Renault sees the region's new-car sales falling 3 percent this year and isn't counting on growth for the next three or four years, Ghosn said.
Europe will only return to growth by 2020 if countries such as France, Spain and Italy take action to reform their inflexible labor laws like Germany did in the early part of the decade, he said.
"Otherwise I see stagnation for a very long time," Ghosn told a conference here on Tuesday held by the University of Duisburg-Essen's Center Automotive Research.
The CEO said he is optimistic that countries will make the necessary reforms "because they have no choice." The euro-zone debt crisis had accelerated trends that had been happening for decades in Europe with production and sales growth shifting from Western to developing markets, Ghosn said.

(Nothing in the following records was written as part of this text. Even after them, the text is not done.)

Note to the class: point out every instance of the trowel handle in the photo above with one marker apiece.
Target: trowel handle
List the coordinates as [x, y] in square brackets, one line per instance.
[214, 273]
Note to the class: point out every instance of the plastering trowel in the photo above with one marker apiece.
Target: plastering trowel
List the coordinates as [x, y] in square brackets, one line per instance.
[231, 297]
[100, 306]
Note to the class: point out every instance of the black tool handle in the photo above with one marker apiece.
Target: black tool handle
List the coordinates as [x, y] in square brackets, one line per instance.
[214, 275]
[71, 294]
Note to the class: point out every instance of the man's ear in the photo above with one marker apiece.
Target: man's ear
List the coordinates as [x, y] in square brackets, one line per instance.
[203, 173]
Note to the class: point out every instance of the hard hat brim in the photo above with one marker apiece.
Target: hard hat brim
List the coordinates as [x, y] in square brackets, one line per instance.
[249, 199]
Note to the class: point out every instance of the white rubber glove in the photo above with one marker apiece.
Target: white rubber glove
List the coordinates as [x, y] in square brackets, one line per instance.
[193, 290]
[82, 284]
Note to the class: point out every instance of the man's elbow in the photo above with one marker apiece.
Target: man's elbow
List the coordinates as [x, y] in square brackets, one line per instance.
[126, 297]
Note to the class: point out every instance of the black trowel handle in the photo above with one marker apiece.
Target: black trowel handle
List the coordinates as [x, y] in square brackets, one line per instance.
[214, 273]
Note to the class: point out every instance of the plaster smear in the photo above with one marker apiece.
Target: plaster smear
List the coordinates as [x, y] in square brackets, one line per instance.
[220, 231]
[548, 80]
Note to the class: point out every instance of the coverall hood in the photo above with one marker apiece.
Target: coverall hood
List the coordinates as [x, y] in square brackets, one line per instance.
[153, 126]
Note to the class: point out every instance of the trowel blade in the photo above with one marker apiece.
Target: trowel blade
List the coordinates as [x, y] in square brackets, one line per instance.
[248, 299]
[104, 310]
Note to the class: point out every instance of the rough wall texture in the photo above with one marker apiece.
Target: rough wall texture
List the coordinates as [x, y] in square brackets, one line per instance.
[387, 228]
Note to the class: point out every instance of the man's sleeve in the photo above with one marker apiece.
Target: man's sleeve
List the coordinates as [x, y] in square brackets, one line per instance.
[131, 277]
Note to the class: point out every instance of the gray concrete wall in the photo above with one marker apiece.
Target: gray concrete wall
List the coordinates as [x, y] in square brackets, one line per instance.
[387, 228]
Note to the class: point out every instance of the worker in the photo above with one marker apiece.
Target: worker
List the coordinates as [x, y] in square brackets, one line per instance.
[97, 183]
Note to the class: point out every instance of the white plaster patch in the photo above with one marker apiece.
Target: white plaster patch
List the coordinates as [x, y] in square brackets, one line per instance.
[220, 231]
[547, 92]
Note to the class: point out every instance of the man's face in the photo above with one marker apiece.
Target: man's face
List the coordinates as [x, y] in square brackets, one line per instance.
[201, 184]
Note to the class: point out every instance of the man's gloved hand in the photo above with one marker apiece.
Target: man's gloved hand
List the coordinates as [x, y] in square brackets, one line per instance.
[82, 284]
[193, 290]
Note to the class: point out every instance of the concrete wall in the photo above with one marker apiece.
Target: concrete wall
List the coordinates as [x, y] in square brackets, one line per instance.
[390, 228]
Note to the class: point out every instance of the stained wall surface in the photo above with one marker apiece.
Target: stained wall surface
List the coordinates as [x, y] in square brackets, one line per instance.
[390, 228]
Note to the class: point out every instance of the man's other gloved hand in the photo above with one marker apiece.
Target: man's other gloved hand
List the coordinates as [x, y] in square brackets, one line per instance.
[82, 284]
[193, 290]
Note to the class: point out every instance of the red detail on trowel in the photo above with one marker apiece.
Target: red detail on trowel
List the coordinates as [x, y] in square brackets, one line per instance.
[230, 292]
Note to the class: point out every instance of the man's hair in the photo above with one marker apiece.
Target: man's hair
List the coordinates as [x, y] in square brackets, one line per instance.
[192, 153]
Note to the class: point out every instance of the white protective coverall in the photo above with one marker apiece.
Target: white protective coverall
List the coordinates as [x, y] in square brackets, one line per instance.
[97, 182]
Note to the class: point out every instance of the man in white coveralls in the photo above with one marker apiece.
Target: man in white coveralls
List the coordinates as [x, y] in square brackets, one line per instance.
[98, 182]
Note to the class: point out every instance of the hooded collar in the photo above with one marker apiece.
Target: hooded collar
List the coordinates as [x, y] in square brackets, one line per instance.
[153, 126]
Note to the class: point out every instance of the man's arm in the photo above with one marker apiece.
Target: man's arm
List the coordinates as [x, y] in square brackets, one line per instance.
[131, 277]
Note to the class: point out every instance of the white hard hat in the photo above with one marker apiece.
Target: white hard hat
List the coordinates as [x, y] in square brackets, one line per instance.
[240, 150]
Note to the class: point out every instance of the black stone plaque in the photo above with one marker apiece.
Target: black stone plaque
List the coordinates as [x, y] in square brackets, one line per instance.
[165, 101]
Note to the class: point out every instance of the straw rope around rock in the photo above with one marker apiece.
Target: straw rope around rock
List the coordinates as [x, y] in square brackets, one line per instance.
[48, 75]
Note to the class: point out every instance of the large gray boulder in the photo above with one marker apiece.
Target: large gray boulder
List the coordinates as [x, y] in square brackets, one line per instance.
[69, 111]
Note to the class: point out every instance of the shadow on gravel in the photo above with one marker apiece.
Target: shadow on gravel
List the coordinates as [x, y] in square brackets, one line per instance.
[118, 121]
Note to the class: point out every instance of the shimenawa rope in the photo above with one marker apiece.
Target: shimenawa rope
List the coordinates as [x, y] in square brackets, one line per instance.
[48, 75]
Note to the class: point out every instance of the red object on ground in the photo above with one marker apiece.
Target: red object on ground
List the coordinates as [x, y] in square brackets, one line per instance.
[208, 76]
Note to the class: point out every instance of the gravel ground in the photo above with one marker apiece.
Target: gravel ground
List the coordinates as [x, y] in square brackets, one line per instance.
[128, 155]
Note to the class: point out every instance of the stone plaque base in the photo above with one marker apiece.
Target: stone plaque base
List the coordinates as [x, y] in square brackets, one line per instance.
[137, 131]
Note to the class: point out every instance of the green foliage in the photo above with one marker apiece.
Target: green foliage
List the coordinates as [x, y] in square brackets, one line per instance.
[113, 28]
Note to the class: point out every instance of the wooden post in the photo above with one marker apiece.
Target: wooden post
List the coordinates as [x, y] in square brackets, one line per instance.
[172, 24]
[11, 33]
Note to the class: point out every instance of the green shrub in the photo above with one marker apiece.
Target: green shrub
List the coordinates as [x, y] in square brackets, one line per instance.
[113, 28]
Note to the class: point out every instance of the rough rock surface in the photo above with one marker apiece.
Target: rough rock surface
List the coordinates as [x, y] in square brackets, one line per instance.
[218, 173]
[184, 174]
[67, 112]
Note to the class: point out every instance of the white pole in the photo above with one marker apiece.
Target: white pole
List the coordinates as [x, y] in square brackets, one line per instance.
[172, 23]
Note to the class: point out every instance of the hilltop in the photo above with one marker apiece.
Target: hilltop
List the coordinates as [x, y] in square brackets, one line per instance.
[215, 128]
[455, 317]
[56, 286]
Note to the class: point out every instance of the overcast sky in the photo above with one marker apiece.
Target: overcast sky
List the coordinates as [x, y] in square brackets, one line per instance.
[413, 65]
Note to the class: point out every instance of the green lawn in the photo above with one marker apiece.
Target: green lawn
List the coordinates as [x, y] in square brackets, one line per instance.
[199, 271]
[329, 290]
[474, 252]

Last year, new-car registrations in the EU and EFTA countries fell 7.8 percent to 12.53 million cars, the lowest level since 1995, according to industry association ACEA. The Center Automotive Research predicts that sales will decline to 12.07 million this year and then rise to 12.61 million in 2014.

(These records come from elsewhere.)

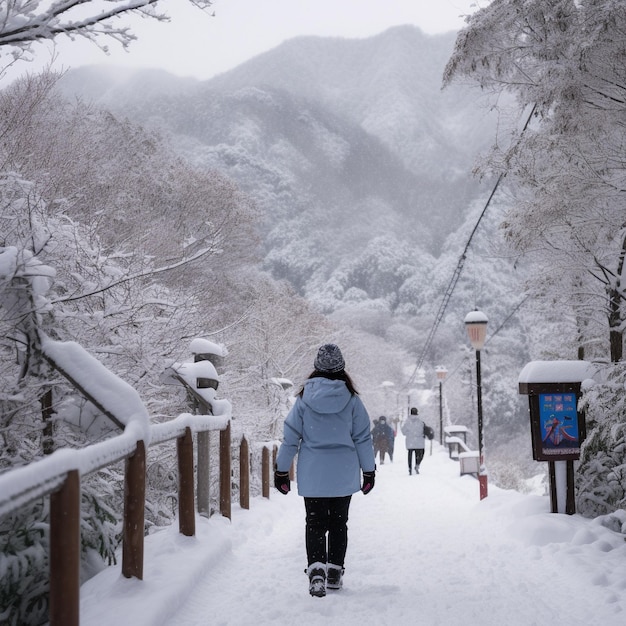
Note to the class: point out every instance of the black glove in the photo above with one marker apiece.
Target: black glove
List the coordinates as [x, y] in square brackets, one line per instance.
[282, 482]
[368, 482]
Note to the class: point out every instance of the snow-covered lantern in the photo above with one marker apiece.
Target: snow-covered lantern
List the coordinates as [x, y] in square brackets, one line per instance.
[557, 426]
[205, 350]
[476, 326]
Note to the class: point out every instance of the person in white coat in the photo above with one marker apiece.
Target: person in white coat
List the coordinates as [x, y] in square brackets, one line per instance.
[415, 433]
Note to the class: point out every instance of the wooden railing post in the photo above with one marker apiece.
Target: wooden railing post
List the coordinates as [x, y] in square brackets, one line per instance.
[186, 504]
[244, 474]
[265, 472]
[203, 441]
[134, 502]
[65, 553]
[225, 472]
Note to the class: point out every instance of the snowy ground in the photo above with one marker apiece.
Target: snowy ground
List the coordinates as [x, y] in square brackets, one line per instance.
[422, 550]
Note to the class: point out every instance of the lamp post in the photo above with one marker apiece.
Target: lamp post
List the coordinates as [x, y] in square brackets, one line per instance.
[476, 326]
[441, 372]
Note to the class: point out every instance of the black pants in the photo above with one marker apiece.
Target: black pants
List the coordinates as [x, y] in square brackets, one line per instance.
[327, 515]
[419, 455]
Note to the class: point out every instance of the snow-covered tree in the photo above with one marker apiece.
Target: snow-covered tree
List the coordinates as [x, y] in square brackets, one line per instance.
[567, 177]
[24, 22]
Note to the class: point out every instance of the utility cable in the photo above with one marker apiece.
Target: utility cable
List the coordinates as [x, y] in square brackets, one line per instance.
[459, 267]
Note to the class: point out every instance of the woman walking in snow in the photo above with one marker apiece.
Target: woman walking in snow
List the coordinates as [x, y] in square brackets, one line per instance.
[329, 428]
[415, 432]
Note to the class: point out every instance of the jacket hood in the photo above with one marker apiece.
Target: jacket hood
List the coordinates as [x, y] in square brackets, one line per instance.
[323, 395]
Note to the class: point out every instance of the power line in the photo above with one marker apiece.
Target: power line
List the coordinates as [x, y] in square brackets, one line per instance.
[459, 268]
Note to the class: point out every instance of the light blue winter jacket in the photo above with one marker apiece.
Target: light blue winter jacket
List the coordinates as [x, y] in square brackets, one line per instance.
[413, 430]
[329, 428]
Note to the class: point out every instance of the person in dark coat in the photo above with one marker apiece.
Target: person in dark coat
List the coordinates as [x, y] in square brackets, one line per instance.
[382, 438]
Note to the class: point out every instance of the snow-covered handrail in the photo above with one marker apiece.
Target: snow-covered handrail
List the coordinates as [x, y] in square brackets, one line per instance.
[23, 484]
[109, 393]
[459, 442]
[197, 423]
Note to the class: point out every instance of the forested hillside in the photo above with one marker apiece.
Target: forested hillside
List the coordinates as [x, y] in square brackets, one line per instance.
[361, 168]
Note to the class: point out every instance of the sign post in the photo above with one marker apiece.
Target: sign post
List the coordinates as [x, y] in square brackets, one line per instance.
[557, 427]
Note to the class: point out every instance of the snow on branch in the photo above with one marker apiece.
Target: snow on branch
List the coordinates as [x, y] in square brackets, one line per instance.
[23, 22]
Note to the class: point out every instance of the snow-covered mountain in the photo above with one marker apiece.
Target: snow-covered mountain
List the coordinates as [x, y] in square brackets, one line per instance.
[361, 167]
[338, 141]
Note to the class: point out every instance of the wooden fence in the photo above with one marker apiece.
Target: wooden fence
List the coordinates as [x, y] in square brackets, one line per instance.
[64, 488]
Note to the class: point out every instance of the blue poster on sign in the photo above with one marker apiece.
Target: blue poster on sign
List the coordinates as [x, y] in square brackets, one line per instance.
[559, 424]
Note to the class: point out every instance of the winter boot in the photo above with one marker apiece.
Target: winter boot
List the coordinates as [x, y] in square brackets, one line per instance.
[317, 579]
[334, 579]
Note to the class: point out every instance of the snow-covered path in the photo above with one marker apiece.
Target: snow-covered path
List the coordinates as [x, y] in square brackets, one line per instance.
[422, 549]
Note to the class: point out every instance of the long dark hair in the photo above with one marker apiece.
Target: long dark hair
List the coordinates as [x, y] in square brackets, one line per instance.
[341, 375]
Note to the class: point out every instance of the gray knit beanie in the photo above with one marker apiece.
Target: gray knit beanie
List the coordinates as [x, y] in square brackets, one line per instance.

Professor Ferdinand Dudenhoeffer, head of the Center Automotive Research, said Europe will come back very slowly because of the economic problems in countries such as France, Italy, Spain and Greece. He said the economic situation needs to be stabilized before the auto industry can pull out of its slump.
Long-term trends
Fitch Ratings said on Wednesday that a recovery in new-car sales in Europe back to pre-crisis levels could take until the end of the decade, if it can be achieved at all.

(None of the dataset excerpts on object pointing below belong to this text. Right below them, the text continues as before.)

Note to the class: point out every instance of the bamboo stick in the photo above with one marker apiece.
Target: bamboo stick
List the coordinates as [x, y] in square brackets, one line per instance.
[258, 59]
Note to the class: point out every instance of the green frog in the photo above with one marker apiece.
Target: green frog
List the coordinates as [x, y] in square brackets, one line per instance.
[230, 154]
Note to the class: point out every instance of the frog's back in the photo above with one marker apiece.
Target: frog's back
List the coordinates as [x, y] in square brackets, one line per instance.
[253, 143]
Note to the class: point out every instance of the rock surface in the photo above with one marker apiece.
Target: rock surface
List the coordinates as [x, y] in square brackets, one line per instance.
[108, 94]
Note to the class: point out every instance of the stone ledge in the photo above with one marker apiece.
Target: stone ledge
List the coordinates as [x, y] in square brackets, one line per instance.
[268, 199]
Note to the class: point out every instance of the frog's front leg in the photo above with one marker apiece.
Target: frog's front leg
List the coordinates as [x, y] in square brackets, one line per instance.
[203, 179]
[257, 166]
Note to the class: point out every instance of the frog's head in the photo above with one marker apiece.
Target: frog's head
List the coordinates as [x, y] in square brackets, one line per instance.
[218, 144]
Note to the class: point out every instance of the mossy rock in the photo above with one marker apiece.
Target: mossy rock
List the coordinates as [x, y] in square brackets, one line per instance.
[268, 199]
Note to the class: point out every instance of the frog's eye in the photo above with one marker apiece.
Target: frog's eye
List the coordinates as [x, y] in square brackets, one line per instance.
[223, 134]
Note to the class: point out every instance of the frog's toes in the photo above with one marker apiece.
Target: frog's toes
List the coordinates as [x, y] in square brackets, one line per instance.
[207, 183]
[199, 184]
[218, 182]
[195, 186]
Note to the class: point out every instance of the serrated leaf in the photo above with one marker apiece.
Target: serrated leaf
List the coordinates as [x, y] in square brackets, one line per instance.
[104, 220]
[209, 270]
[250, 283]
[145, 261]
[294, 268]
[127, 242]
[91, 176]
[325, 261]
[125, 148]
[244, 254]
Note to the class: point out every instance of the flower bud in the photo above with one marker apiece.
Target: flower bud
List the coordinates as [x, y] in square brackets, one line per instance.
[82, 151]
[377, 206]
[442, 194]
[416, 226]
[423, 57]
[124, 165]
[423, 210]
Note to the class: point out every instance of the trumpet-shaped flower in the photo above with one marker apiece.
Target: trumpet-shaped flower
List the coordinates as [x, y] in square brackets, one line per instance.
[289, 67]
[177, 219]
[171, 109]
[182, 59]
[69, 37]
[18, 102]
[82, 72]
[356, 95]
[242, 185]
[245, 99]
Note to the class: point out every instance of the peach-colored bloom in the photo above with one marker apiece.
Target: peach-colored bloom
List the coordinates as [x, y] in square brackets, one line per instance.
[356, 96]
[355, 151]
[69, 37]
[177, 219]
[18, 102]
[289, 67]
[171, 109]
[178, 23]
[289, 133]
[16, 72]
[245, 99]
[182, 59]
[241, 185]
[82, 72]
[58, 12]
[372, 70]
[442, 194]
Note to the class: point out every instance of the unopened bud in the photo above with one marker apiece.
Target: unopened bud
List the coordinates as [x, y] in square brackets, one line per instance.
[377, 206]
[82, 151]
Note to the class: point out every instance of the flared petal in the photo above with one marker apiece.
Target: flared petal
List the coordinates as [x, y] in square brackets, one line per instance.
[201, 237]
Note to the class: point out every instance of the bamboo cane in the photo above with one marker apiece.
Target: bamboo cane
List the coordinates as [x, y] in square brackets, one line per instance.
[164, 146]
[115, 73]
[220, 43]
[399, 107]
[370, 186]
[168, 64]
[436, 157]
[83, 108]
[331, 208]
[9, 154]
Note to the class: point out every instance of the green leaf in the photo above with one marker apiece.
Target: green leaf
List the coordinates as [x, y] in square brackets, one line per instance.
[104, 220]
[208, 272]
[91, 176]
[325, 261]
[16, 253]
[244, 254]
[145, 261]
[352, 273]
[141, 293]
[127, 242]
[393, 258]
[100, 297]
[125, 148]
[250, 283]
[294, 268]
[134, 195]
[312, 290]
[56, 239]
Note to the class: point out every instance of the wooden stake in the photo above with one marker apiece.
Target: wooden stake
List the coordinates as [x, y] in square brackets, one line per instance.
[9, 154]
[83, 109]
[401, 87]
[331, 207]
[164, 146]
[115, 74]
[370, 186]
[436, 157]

"Structural factors and anecdotal evidence make it uncertain that sales will return to the 1999 peak of 15.1 million units. They suggest that European recovery will be slow at best and could follow the path of Japan, where vehicle sales have fluctuated since 1998 at 25 percent to 45 percent below their peak in 1990," Fitch said in a statement.
Fitch said cyclical factors, including weak consumer and corporate confidence, high unemployment and tighter credit conditions, are keeping buyers out of showrooms but the agency also cited a number of trends that will affect car sales:
Owners are keeping vehicles, which are increasingly reliable and robust, for longer and are driving shorter distances
The total cost of vehicle ownership has increased
Several large cities or countries have taken measures to limit or deter car usage
Surveys show a declining interest in cars from the younger generation.
Manufacturers of small vehicles suited to urban conditions and with fuel-efficient engines are best placed to outperform the market, Fitch said. These vehicles should be well positioned to take advantage of people moving to suburbs not well connected by public transport and of the overall trend toward downsized vehicles and engines.
"It will be even more important to monitor the product mix as customers increasingly decide to keep a car but opt for a smaller or cheaper model," the statement said. "This is in line with our view of how the market is polarizing toward high-end brands on the one side and entry-level marques on the other."
Eastern Europe gives hope
Fitch said the expected outperformance of central and eastern European markets as they catch up with more developed European markets in terms of car density is likely to offset persistent weakness in western Europe and offer better prospects than in Japan.
Government intervention could also support sales at higher levels than underlying and fundamental demand, given the industry's importance to employment and in light of support given in the past.
Fitch said Europe's economy and new-vehicle sales can rebound more strongly than expected. It said auto sales in the United States recovered to 14.4 million units in 2012, up 13.4 percent from 2011 and 39 percent from 2009, in contrast to previous market assumptions and forecasts pointing to long-lasting depressed conditions.